Judge Marvyn Koenigsberg said yesterday she believes Nathalie Gettliffe did not intend to remain in France permanently when she kidnapped her children, but that did not diminish the harm the case had caused.
Gettliffe fled to France with the children in 2001 after a Canadian divorce court rejected her request to take them there for 10 months. The court had ruled that would violate their father's right to have access to them.
The case generated widespread public interest in France with charges that Gettliffe was attempting to protect the children from their father's having joined an evangelical Christian church -- described as cult by her supporters.

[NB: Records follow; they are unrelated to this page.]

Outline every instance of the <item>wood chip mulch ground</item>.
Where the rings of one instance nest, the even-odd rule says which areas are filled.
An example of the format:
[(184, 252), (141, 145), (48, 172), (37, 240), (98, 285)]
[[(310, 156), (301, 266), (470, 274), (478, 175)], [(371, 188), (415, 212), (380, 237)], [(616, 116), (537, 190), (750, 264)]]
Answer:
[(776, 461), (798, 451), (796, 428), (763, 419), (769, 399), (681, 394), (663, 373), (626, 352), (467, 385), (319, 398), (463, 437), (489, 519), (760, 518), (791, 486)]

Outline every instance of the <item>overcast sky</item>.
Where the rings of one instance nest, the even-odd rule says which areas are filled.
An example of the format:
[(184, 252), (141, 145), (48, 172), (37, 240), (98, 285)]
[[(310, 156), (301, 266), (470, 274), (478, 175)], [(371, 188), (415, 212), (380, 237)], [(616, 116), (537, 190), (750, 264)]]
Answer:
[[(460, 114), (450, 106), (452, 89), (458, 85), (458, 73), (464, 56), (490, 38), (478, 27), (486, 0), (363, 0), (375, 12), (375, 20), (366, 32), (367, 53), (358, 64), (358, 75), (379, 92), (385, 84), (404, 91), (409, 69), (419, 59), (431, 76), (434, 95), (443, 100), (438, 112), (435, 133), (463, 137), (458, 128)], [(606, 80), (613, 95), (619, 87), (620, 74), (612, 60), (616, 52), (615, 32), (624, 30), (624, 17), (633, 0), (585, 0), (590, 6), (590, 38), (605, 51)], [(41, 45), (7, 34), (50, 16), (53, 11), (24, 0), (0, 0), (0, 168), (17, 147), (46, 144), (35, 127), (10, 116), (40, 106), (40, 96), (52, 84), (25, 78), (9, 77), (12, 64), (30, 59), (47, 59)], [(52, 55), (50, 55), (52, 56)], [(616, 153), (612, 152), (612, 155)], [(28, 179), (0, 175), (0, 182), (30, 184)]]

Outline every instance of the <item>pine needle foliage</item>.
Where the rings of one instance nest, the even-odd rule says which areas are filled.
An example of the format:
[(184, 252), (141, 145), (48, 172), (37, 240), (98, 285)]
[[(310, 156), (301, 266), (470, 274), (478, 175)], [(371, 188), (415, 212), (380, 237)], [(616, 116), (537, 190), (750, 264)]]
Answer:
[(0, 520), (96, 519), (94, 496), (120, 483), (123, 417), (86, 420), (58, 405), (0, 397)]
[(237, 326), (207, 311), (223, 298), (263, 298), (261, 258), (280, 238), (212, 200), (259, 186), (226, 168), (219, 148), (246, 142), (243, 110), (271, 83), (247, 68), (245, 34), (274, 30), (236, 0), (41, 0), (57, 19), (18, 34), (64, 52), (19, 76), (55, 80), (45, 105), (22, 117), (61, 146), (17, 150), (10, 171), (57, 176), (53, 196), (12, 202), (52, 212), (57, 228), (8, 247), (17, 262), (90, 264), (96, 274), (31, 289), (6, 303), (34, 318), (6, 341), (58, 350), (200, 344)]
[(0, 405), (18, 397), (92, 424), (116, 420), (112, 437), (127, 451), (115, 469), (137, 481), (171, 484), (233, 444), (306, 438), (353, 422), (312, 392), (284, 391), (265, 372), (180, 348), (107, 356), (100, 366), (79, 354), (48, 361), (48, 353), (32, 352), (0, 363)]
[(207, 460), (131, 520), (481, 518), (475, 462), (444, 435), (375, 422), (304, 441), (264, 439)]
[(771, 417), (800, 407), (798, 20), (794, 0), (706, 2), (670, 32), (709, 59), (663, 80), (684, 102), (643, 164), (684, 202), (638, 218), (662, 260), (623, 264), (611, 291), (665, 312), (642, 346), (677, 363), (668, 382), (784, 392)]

The children did not return to Canada until this year after Gettliffe was arrested when she tried to enter Canada and French officials ordered the boy and girl be returned to their father's custody near Vancouver.
''I don't think the greatest harm that happened to the children is not the five years (away), it's that they learned to hate their father,'' Koenigsberg said, admitting she was struggling with how to handle the case.
Gettliffe, 35, a dual Canadian-French citizen, pleaded guilty to a kidnapping charge this month before her trial was scheduled to begin.
Gettliffe'a attorney, Richard Fowler, said that while it was wrong to have kidnapped her children, the case took on a life of its own as public support grew in France to claims she was protecting them from their father's evangelical church.
''I don't think you can lay at the feet of Nathalie Gettliffe all that was said,'' Fowler told the British Columbia court.
Gettliffe's former husband, Scott Grant, was warned his life would be threatened in France if he attempted to see his children there, and he has said that when he first saw his children this year they blamed him for their mother's arrest.
Fowler is asking the court to sentence her to no more than 18 months in prison, and to give her credit for the time she has spent in custody in Canada since her arrest in April.
Prosecutors have asked for a two-year sentence plus three years probation.
Fowler said his proposal was not too lenient, noting that Gettliffe did not have a criminal record before this incident and had suffered because of the publicity surrounding the case.